How are bedrooom floors used?

The bedroom floor is the first surface you stand on when you wake up, and the last surface you stand on before going to sleep. It won’t see as much foot traffic as the living room will so durability is less important, although in some cases people may use the bedroom floor for exercising or similar activities. The floor will need to support a moderate amount of furniture - more if you don't have built-in wardrobes.

Bedroom floors  
Hard floor surfaces in bedrooms can be complemented with area rugs to improve comfort.
Image by athomenetwork, used under the CC BY 2.0 license.

What to look for when choosing bedroom flooring

  • Comfort under bare feet
  • Relaxed and warm aesthetics
  • Great thermal and acoustic insulation

Because the bedroom is a place of rest and relaxation, your flooring choice should reflect what you feel most comfortable with. That first step out of bed will make a huge difference to how you start your day. Whether your preference is for a soft, cushioned feel or something firmer, you will want a surface that retains heat in cool weather, and which releases it in warmer weather. Some buffering against carried noise from outside is helpful too for those in busy households.

To add to the overall sense of comfort your floor will provide, it should also look warm and inviting. This is a place where you will come to recharge your batteries, and a floor with an excessively busy pattern or harsh colours may defeat the purpose.


Other factors

While the floor may not see a lot of mess in an adult bedroom, as anyone with kids can tell you, a child's bedroom can be an entirely different story! For young children in particular (who are capable of all kinds of crimes against hygiene), a floor surface that is easy to clean and sanitise may save you a lot of trouble.

Bedroom floors should ideally be hypoallergenic too - remember, you will be inhaling that air while you sleep, so you’ll want it to be as clean as possible. The bedroom typically won’t see a lot of daylight exposure, so unless your bedroom gets a lot of direct, natural light, fade resistance isn’t a massive factor.

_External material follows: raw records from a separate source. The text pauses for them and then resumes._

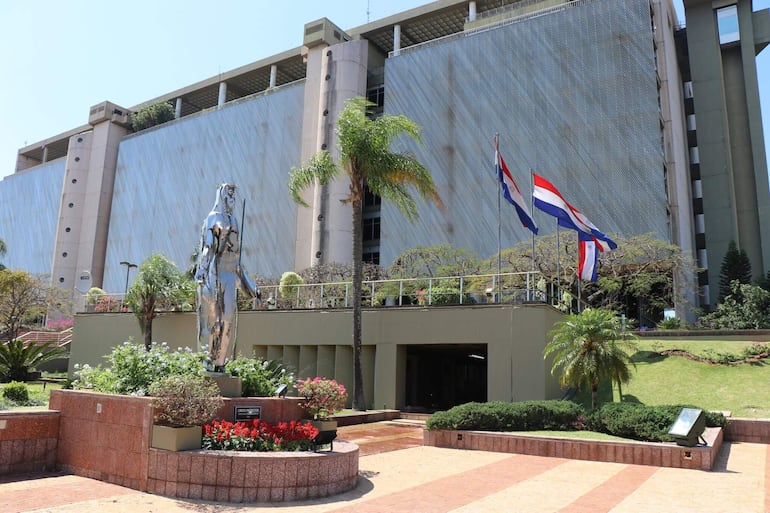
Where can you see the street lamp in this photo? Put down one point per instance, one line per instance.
(129, 266)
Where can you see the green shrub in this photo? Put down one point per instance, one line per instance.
(259, 377)
(16, 392)
(641, 422)
(185, 400)
(503, 416)
(132, 369)
(151, 116)
(672, 323)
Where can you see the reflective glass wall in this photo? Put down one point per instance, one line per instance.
(29, 213)
(167, 178)
(573, 95)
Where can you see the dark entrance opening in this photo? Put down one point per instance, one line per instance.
(440, 376)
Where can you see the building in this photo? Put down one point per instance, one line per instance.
(599, 96)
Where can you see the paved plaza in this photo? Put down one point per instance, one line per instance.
(398, 474)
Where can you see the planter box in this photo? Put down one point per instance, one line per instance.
(176, 439)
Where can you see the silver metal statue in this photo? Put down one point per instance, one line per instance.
(218, 274)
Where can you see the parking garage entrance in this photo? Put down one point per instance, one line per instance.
(439, 376)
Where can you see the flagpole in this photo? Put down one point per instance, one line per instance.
(532, 209)
(558, 264)
(499, 229)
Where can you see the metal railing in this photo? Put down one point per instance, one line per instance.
(519, 287)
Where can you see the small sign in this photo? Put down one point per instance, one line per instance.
(247, 413)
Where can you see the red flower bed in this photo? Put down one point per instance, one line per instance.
(255, 435)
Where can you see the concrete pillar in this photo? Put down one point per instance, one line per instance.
(396, 39)
(222, 94)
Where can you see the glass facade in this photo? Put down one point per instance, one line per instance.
(574, 97)
(167, 177)
(727, 24)
(29, 209)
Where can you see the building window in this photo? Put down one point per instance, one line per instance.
(371, 257)
(371, 229)
(727, 22)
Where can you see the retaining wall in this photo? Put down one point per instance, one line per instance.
(229, 476)
(637, 453)
(28, 441)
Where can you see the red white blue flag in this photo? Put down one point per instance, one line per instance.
(511, 191)
(588, 256)
(548, 199)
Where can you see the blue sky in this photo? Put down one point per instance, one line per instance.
(60, 58)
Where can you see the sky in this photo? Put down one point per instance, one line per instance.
(61, 58)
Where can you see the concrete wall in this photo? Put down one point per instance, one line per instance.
(318, 342)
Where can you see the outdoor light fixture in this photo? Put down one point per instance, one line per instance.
(689, 427)
(129, 266)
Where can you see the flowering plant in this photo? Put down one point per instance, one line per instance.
(256, 435)
(323, 397)
(183, 401)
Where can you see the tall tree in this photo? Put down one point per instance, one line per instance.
(158, 286)
(366, 159)
(23, 298)
(588, 347)
(735, 266)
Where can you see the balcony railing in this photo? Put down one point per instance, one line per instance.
(518, 287)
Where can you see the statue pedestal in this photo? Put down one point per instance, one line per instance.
(229, 386)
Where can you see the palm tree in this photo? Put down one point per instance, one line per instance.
(588, 347)
(365, 158)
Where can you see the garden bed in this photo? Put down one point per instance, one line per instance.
(107, 437)
(628, 452)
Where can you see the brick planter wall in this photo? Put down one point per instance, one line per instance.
(107, 437)
(28, 441)
(229, 476)
(104, 436)
(637, 453)
(748, 430)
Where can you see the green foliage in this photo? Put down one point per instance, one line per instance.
(289, 284)
(152, 115)
(504, 416)
(17, 358)
(24, 298)
(365, 157)
(323, 397)
(672, 323)
(158, 286)
(16, 392)
(259, 377)
(185, 400)
(588, 347)
(640, 422)
(433, 261)
(735, 266)
(132, 369)
(746, 307)
(94, 294)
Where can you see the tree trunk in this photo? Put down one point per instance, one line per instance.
(359, 402)
(148, 333)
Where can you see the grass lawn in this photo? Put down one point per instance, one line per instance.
(741, 389)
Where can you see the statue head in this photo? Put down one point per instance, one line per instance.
(225, 201)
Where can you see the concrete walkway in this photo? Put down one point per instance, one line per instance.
(398, 474)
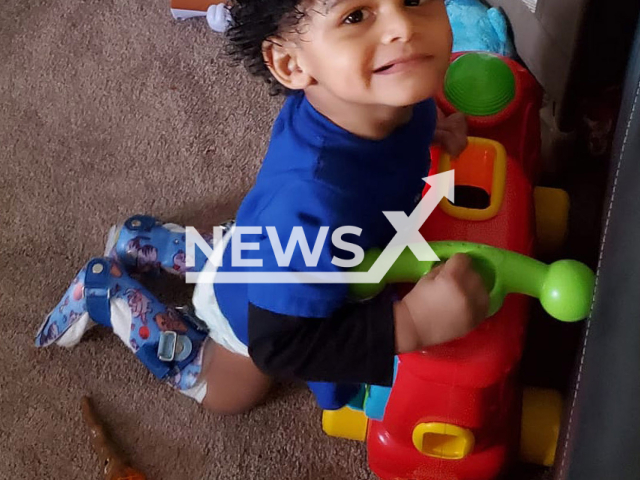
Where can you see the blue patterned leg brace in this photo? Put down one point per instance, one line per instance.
(168, 342)
(144, 244)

The majority of bedroom floors, particularly in the southern parts of Australia, are surfaced with carpet. Even those with harder floor surfaces will usually use an area rug to provide something cosy to stand on while you get changed or get out of bed. Carpet feels good underfoot, keeps the heat in well, and comes in so many different patterns and styles that you will likely have trouble settling on only one to match your décor. Carpet also acts to dampen sound too, which may help you to sleep.
Other recommendations include wooden floorboards,parquetry cork and for tropical climates, tiles can make a good choice as they will reflect heat and be cool underfoot all year round.